Schweizer Forschende haben einen Genschalter entwickelt, der sich mit dem grünen LED-Licht handelsüblicher Smartwatches betätigen lässt – eine Premiere, die künftig für die Diabetesbehandlung genutzt werden könnte.

Viele moderne Uhren haben LED-Dioden integriert. Diese geben kontinuierlich oder gepulst grünes Licht ab, das die Haut durchdringt und unter anderem dafür genutzt wird, während sportlicher Betätigung oder in Ruhe den Puls zu messen. Forschende um Martin Fussenegger vom Departement Biosysteme in Basel wollen diese Lichtquelle nun nutzen, um durch die Haut hindurch Gene zu steuern und das Verhalten von Zellen zu verändern.

Sie entwickelten einen molekularen Schalter, der – einmal implantiert – mit grünem Licht von Smartwatches aktiviert werden kann. Dieser ist gekoppelt mit einem genetischen Netzwerk, das die Forschenden menschlichen Zellen hinzufügten. Je nach Konfiguration dieses Netzwerks – sprich: mit welchen Genen es ausgestattet ist – kann es beispielsweise Insulin produzieren, sobald grünes Licht auf die Zellen trifft. Wird das Licht ausgeschaltet, wird der Schalter inaktiviert und der Vorgang stoppt. Die Forschenden benutzten dafür die Standardsoftware der Smartwatch und mussten nicht einmal eigene Programme entwickeln.

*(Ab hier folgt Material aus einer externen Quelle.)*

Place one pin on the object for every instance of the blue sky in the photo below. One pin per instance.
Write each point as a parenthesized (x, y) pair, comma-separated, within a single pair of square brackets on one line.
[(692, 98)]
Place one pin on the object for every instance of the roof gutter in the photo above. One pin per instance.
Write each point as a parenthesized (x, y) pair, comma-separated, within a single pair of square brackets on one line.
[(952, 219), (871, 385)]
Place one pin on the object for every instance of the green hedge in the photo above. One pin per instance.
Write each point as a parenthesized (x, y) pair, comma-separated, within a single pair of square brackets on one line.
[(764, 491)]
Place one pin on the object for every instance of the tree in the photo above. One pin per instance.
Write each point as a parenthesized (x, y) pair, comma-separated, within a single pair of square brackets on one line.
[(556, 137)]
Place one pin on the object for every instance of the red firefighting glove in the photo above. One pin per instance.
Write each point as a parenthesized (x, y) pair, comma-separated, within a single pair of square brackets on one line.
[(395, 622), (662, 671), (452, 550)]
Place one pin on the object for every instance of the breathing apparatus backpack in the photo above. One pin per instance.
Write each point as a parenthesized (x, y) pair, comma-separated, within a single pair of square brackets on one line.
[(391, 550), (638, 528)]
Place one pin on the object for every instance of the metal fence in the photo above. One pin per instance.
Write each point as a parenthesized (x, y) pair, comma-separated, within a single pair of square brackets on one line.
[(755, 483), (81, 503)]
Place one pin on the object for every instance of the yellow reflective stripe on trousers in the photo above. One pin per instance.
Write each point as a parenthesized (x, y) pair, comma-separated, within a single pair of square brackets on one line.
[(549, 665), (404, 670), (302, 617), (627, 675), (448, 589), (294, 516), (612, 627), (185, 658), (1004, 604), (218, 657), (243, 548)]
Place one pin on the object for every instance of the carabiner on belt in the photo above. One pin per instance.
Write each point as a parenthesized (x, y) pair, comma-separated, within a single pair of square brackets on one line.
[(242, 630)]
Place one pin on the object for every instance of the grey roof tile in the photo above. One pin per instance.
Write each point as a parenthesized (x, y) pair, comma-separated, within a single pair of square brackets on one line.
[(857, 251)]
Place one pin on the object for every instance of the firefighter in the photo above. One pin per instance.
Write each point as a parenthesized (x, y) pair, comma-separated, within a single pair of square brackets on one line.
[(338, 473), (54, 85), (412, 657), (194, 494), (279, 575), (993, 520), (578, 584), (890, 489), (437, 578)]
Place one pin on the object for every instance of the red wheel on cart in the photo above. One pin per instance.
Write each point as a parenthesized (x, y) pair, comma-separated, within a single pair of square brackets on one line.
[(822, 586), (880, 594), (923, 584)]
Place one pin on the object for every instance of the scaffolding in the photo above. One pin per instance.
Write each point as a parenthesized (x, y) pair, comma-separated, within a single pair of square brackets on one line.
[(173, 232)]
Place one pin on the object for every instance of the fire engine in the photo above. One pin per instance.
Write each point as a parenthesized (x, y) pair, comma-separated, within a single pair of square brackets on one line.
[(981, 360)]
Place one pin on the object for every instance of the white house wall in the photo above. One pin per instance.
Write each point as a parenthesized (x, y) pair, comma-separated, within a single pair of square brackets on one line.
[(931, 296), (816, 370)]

Ihr System testeten die Forschenden sowohl an einer Speckschwarte (Lichtdurchlässigkeit) als auch an lebenden Mäusen, denen sie die entsprechenden Zellen implantierten und eine Smartwatch wie ein Rucksack anschnallten. Durch das Starten des Laufprogramms der Uhr schalteten die Forschenden das Grünlicht ein und setzten die Kaskade in Gang.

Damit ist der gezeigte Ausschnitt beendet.